# Multi-Language Repository Parsing
The Crawl4AI MCP server now supports comprehensive multi-language repository parsing, enabling developers to analyze codebases written in multiple programming languages simultaneously. This feature provides intelligent code structure extraction, cross-language code search, and enhanced AI hallucination detection across diverse technology stacks.
## Overview
The multi-language parsing system extends beyond Python to support modern polyglot development environments. It can analyze repositories containing code in Python, JavaScript, TypeScript, Go, and other languages, creating a unified knowledge graph that enables powerful cross-language analysis and validation.
### Key Benefits
- **Polyglot Analysis**: Parse repositories containing multiple programming languages
- **Unified Knowledge Graph**: Store code structure from all languages in a single Neo4j graph
- **Cross-Language Code Search**: Find similar patterns across different languages
- **Enhanced AI Validation**: Detect hallucinations in multi-language AI-generated code
- **Repository Size Safety**: Built-in validation to prevent resource exhaustion
- **Performance Optimization**: Batched processing for large repositories
## Supported Languages
### Currently Supported
| Language | File Extensions | Features |
|----------|----------------|----------|
| **Python** | `.py` | Classes, functions, methods, imports, docstrings |
| **JavaScript** | `.js`, `.jsx`, `.mjs`, `.cjs` | Classes, functions, ES6+ features, imports/exports |
| **TypeScript** | `.ts`, `.tsx` | Interfaces, types, enums, generics |
| **Go** | `.go` | Structs, interfaces, functions, methods, packages |
### Language-Specific Features
#### Python
- Class definitions with inheritance
- Function and method signatures
- Import statements and dependencies
- Docstring extraction
- Decorator support
#### JavaScript/TypeScript
- ES6 classes and methods
- Arrow functions and generators
- Import/export statements (ES6 and CommonJS)

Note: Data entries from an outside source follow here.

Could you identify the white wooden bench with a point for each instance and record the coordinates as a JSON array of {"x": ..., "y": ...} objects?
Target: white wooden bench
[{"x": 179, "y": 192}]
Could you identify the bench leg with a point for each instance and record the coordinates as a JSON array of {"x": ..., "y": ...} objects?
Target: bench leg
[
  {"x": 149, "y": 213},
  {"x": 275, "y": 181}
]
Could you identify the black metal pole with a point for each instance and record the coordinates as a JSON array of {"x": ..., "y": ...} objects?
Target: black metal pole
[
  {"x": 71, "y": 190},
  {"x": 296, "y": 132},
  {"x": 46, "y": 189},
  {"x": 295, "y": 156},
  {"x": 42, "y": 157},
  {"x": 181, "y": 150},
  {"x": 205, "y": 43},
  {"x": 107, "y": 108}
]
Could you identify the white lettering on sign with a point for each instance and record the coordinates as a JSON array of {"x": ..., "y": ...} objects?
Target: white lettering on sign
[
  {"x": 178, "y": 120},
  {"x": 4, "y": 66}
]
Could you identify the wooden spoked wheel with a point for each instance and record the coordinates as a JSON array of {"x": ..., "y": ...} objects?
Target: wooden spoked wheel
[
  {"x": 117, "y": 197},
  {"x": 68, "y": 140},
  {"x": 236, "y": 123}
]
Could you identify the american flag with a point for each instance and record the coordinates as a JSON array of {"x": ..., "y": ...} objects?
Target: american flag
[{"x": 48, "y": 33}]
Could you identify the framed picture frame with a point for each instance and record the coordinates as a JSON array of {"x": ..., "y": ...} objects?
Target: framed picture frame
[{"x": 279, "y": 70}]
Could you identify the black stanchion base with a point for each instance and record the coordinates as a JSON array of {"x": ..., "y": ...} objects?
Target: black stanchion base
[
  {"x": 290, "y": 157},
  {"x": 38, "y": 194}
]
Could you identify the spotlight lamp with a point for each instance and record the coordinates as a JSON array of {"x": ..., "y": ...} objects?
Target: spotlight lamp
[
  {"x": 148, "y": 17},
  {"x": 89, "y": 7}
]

- TypeScript interfaces and type definitions
- React component detection
- JSDoc comment extraction
#### Go
- Struct definitions and fields
- Interface specifications
- Methods with receivers
- Package management
- Exported symbol detection
## Tools and Commands
### Repository Parsing Tools
#### `parse_github_repository`
Parse a remote GitHub repository with multi-language support.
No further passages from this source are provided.